I owned ZIPs and Jaz drives, 3dfx cards (an Original and Voodoo 3) 3d acclerated quake was as revolutionary as the iphone; an Original Nvidia card, a 16mb Riva 128/TNT card? ;

My first PC was a Zeos 386sx16; ($3K in 1990) before that it was an Apple II/IIe (two different systems) with floppy disk drives and a modem with the inevitable 400 phone bill in 1986 for calling a local city with that was considered long distance to get on Compuserve to play proto-Ultima Style RPGs. Before that a TI/99-4A but what the hell.
I spent tons of money on CDRs in the later 90s when they were still expensive AF and I was the only one who knew how to configure SCSI controllers for my LAN group to burn CDs for LAN Parties as we may or may not have sailed the high seas. I bought tons of games so we would have legit versions. I was a total asshole at times when we would spend whole LAN parties trying scrub viruses off the network because folks were idiots (and some were teenagers), bless their hearts. I spent a lot of time teaching but it probably seemed more like Whiplash than Dead Poet's Society to those folks getting the free cleaning and security course.

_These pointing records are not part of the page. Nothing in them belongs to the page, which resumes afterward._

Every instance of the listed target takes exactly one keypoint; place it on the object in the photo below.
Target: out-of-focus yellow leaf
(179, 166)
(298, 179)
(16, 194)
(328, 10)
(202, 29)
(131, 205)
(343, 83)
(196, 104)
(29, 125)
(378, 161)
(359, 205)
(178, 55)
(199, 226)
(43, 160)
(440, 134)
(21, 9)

Zip drives where awesome and where very transitional that their advancement, jaz barely had a life - zips just started entering oem built in etc when it was time to pass on.

nice cd-r’s were .05 rather than 15$ poof! Lol

The ZIP and Jaz drive thing hurt, I won't lie because they were priced relatively high and then CDR just killed them dead. No one cared about a single 1GB disk for 20 bucks when you could get a stack of 20 CDRs for 10/5/whatever. Think I paid 299/350 for it; that burn lasted a while. Amazing how fast (and never fast enough) tech seemed to advance then.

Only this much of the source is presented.